One of the many virtues of this outstanding biography by Professor Schwarz, author of an incisive study of Bernard M. Baruch, is that it examines Berle as a representative figure of liberalism while portraying him as an individual personality operating within the mesh of personal and political rivalries that frequently influenced the shape of policies almost as decisively as purely theoretical factors. Colleagues often criticized Berle's arrogance (his name, Time magazine once noted, was pronounced to rhyme with surly). Yet underlings found him courteous; his intellectually impressive wife, Dr. Beatrice Berle, found him the perfect soul mate; and nearly everyone, friend or foe, considered him brilliant.

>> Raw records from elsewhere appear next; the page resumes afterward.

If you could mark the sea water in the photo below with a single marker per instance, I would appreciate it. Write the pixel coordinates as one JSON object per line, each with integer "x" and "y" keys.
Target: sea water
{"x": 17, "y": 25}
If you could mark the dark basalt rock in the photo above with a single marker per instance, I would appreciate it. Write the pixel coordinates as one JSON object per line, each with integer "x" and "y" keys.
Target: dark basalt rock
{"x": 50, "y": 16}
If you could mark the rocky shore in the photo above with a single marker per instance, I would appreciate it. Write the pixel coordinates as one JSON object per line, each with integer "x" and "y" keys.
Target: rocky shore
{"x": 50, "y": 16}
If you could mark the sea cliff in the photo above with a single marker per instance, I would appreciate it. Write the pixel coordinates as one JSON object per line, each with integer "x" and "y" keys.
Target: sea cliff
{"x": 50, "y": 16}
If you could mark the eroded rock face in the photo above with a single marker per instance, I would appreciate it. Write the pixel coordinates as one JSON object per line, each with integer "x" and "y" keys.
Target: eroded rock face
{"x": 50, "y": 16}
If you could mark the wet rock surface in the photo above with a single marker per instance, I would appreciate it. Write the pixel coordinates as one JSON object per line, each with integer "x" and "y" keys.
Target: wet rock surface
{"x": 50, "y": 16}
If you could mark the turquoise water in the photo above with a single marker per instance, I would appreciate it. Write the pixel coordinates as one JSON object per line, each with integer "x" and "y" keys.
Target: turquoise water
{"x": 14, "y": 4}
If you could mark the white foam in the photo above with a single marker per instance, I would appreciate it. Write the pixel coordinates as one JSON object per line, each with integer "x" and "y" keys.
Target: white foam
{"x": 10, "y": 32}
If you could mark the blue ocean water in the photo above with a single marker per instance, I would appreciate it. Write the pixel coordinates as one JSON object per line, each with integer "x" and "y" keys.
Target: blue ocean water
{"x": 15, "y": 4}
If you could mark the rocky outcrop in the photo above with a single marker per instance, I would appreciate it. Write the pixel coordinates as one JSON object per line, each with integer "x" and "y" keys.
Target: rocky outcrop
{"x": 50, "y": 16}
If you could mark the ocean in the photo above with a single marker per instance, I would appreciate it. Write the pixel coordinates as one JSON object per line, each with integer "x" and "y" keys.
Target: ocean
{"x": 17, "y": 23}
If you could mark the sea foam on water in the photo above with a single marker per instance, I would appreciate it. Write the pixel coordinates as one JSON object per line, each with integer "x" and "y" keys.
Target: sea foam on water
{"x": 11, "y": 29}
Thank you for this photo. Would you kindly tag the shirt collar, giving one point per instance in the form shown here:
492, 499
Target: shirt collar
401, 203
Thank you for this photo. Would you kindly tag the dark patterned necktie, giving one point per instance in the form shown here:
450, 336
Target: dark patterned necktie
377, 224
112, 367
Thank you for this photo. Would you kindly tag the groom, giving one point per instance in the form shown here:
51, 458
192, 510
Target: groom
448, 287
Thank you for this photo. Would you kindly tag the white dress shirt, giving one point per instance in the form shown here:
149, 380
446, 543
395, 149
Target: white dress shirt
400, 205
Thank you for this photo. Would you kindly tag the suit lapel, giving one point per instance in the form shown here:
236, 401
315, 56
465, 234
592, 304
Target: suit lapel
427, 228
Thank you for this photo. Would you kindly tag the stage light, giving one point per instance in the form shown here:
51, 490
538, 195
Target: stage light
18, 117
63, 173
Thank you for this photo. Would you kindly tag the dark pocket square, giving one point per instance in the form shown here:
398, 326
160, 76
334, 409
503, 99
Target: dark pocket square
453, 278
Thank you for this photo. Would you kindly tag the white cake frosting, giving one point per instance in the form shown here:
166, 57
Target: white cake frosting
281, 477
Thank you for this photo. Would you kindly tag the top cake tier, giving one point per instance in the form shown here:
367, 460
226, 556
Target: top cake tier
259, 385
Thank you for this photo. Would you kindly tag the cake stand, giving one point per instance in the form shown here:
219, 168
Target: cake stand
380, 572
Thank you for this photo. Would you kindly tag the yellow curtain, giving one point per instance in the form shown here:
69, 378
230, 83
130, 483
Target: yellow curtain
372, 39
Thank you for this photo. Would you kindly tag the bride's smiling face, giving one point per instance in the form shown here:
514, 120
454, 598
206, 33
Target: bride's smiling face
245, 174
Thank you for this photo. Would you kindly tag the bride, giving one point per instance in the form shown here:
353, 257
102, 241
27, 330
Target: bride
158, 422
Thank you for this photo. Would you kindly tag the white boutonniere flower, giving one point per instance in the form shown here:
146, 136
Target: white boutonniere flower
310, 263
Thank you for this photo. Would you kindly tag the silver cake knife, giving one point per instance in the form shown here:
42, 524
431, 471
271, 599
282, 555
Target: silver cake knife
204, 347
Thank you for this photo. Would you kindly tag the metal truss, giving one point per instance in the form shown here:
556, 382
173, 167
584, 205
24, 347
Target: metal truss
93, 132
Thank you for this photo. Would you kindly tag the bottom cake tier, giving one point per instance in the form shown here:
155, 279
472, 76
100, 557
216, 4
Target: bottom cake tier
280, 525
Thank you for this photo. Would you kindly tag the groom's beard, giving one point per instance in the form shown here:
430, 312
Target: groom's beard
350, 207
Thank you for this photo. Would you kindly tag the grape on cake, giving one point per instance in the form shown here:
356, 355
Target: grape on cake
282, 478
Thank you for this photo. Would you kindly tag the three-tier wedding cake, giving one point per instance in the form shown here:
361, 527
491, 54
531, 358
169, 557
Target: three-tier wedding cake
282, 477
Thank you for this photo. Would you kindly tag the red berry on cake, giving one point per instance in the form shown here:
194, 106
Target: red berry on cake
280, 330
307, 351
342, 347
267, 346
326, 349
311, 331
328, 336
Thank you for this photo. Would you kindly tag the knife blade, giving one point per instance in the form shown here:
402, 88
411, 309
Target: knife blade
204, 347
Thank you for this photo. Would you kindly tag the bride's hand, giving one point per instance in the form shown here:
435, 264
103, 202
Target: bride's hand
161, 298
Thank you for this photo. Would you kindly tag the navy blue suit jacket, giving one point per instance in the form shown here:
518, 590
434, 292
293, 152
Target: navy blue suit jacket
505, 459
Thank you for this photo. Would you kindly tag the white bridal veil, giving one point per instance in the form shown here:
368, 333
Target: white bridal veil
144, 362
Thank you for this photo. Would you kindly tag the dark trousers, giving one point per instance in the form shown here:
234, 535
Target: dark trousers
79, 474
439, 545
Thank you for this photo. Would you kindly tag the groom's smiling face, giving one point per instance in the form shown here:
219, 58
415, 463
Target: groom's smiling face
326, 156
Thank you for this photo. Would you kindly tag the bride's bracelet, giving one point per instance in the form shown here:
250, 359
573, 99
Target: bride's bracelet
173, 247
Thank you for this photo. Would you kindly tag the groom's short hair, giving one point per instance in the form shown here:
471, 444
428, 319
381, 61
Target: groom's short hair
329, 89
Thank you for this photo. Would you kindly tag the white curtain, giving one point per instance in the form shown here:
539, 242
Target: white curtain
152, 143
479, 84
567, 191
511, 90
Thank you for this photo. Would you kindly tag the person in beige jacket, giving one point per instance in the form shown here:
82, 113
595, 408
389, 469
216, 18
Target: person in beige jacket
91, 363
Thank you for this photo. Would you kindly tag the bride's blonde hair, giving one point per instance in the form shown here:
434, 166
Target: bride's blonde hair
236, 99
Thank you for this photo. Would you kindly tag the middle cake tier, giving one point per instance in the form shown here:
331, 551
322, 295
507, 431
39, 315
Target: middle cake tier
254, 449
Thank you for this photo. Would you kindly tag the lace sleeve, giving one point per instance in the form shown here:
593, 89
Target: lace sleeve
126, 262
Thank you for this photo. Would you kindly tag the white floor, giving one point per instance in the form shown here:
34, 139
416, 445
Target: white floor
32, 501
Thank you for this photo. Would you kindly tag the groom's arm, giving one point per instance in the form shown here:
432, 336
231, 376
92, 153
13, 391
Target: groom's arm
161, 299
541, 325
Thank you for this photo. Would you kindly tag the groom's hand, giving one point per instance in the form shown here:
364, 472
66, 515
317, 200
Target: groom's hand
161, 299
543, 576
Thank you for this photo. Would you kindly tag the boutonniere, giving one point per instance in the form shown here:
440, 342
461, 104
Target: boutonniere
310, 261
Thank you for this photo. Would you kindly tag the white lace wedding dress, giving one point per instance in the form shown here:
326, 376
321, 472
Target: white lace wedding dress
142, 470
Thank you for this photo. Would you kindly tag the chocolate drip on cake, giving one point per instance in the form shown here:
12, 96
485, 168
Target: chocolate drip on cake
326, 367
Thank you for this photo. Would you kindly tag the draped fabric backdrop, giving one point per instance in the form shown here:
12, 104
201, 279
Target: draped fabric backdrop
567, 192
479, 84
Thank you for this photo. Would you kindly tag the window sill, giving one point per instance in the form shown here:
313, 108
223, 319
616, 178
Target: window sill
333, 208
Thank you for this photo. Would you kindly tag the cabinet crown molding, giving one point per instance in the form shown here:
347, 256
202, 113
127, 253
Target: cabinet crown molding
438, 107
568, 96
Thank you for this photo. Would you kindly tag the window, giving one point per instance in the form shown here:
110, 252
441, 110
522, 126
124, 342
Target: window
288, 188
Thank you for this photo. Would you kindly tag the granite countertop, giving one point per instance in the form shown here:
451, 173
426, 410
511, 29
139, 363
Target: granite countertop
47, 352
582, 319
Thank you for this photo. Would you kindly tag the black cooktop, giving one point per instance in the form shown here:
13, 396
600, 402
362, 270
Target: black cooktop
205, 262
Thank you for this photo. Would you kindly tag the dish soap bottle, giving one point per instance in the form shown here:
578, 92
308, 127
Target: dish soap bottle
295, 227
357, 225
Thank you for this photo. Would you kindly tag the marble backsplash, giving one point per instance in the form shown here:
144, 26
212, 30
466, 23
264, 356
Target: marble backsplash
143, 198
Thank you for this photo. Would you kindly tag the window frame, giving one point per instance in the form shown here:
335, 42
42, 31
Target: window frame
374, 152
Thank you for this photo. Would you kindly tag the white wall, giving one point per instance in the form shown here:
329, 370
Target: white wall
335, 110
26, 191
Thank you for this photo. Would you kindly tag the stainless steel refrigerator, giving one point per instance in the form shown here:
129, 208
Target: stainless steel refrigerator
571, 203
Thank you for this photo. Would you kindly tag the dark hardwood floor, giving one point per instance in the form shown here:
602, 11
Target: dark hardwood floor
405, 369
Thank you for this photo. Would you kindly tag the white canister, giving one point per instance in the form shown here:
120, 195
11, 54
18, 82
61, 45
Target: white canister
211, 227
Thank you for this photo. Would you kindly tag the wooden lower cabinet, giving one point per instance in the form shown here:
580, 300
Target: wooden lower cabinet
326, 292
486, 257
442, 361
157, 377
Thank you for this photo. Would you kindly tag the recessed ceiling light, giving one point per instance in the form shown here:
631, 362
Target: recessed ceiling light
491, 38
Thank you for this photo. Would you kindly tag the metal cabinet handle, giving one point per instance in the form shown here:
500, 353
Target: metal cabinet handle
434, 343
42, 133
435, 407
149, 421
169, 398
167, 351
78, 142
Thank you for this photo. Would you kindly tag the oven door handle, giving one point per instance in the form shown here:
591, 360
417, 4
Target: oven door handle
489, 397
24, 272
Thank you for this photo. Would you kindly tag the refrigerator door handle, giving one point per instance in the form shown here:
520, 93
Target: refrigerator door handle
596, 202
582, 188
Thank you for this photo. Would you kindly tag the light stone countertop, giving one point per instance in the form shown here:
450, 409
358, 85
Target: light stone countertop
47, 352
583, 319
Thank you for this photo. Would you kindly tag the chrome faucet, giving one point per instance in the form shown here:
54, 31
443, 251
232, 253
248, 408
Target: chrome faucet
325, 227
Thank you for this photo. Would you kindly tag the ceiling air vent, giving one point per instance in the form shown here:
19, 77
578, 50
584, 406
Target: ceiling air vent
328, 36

Schwarz has also done an excellent job of tracing the course of Berle's thinking on a wide range of subjects: his belief in the importance of North-South ties in the Western Hemisphere, his antipathy to what he considered British (and later Russian) imperialism, and his advocacy of the rights of small nations, whom he believed would prosper under a Pax Americano. He did not foresee that some small nations might opt for the communist camp. When Cuba, the Dominican Republic, and Vietnam appeared to opt unwisely, Berle thought it advisable for the United States to save them from themselves - by force, if necessary. Only in 1968, with the Tet offensive, did he change his mind about Vietnam. But the anti-intellectualism and ``materialism'' of the New Left disheartened him. ``Between fashionable leftists and fashionable conservatives,'' his bio-grapher sadly remarks, he had become ``anachronistic.''

Berle's story is in many respects the story of American anticommunist liberalism in the middle part of this century. It is also a story of one of the last liberals to emerge from a tradition of noblesse oblige who strove to fulfill his obligations in a manner that would enlighten and uplift without patronizing. This crisply written, extensively researched, thoughtful, and deeply knowledgeable biography gives us the man, the contours and content of his thought, and the complicated and changing political and intellectual milieus in which he lived and worked.

Merle Rubin is a free-lance book reviewer.